If you went to college in the early 90s, then you’ll likely remember getting an offer from MBNA in the mail. MBNA merged with Bank of America over a decade ago, and its pioneering move to solicit cash-starved college students, however ethically questionable, was a stroke of business genius. I returned a torn sweater to L.L. Bean, which was 30 minutes away, to get $25 for beer money. You think this kid was going to like the idea of a credit card?
Sign me up!
I recall that time as being a bit like the Wild West of credit card expansion. Banks like MBNA were becoming national powers and were finding ingenious ways to expand their revenue. The college crowd was ripe for the picking. I’ve blogged about how I began my march towards money smarts, starting after I paid off my Gateway computer after accumulating close to $1000 in interest charges on a $2000 machine. What was I thinking?

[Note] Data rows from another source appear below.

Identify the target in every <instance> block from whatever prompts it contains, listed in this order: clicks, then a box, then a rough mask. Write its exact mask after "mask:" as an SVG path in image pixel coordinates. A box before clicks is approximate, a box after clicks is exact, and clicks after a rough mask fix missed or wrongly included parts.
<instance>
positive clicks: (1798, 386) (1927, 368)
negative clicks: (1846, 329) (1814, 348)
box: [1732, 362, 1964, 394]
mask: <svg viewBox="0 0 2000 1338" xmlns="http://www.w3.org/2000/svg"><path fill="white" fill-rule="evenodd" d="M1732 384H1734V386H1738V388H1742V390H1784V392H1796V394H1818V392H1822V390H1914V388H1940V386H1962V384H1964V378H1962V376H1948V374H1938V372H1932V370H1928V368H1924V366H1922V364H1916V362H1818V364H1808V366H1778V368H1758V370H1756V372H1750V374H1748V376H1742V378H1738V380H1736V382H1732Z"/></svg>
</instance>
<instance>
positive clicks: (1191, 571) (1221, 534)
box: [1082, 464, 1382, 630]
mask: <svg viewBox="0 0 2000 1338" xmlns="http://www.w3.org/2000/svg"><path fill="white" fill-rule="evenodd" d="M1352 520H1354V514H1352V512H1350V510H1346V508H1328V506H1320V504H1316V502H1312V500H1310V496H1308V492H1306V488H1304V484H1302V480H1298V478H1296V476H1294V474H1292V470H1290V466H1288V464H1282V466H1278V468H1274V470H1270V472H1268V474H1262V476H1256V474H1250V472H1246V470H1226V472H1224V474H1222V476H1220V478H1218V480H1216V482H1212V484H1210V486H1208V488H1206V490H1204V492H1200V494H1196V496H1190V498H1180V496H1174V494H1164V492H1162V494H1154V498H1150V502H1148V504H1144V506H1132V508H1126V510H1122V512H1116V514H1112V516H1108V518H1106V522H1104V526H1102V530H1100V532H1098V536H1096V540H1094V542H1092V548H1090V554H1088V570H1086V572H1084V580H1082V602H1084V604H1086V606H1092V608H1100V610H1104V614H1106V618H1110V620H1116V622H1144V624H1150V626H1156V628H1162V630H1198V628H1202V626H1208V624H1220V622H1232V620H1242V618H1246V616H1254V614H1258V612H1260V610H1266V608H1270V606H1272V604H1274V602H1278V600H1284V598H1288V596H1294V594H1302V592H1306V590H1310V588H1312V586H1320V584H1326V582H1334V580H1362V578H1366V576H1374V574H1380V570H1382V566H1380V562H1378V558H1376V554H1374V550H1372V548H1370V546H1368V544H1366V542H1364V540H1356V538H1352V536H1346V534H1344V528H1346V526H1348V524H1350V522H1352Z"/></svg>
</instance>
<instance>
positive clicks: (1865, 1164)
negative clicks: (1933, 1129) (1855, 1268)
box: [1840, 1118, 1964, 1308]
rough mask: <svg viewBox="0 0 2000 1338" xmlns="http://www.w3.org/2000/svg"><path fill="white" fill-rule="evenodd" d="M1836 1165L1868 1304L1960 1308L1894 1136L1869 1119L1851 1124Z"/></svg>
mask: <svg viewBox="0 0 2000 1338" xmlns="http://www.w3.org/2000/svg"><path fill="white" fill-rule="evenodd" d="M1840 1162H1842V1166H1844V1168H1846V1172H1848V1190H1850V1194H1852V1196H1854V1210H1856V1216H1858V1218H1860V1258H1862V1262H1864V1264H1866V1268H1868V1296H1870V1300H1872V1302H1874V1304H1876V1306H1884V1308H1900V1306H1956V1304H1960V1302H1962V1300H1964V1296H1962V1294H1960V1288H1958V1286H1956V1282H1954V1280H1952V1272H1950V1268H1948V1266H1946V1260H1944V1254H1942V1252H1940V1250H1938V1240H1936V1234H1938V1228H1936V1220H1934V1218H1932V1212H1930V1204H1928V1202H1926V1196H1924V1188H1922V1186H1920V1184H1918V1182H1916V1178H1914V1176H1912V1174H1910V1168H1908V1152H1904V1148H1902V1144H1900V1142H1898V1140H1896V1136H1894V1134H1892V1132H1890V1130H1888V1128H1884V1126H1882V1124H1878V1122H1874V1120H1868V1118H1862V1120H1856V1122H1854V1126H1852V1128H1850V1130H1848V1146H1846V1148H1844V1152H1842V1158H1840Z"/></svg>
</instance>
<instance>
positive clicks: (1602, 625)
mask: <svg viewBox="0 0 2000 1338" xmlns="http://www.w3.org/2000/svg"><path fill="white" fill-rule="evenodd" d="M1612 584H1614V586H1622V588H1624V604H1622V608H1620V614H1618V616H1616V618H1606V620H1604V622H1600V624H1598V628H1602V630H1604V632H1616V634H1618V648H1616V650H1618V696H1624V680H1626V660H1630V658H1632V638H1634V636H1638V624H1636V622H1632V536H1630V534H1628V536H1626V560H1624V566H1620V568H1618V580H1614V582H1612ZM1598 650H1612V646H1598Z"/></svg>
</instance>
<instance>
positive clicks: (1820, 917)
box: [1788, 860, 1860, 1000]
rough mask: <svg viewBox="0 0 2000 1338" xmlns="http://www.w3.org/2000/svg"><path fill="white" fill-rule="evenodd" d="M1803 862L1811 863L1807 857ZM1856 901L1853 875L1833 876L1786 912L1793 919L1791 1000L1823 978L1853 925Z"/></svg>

A good friend had it worse. She buried herself in much more debt via her college loans: “I feel like I’m STILL trying to extricate myself from that first $20k.”
I’m one of the fortunate ones.
Though my divorced parents had no discernible plan to teach my brothers and me to get money-smart (the lack of a consistent approach to anything is an obvious side effect of divorced families), both my dad and mom were pretty frugal. That money-smart modeling certainly didn’t hurt.
Faulting my parents for not preparing my brothers and me to get money-smart is also hard. Though our consumer-driven culture was in full bloom, predatory credit cardpractices hadn’t begun in earnest until my generation headed to college. The basic American Dream — that you could have the house, the two cars, a steady job and a pension for retirement simply through hard work — was firmly in place in our society.
Much has changed.
As parents, we are now realizing that we must start teaching our kids money-smarts from an early age.
We know more about the dangers of financial illiteracy for a number of reasons: Namely, we’ve experienced The Dot Com Bust and The Great Recession. Organizations like Jump$tart, financial institutions and companies like ours (The Money Mammals) are just a few of the folks driving awareness and providing programs to help this cause. An awareness of predatory practices has increased, and our government has responded by founding the Consumer Financial Protection Bureau (CFPB) to advocate for and provide protection for consumers.
We’re moving towards a more enlightened approach to money smarts: start early, focus on the basics, train kids with an allowance (by giving them real money to “practice”), discuss money in the home. Our parents had an excuse. We do not. In order to live money-comfortable lives, we have to teach actively.
I’m hopeful that by actively raising money-smart kids, we can make sure that they aren’t selling their sweaters to make ends meet.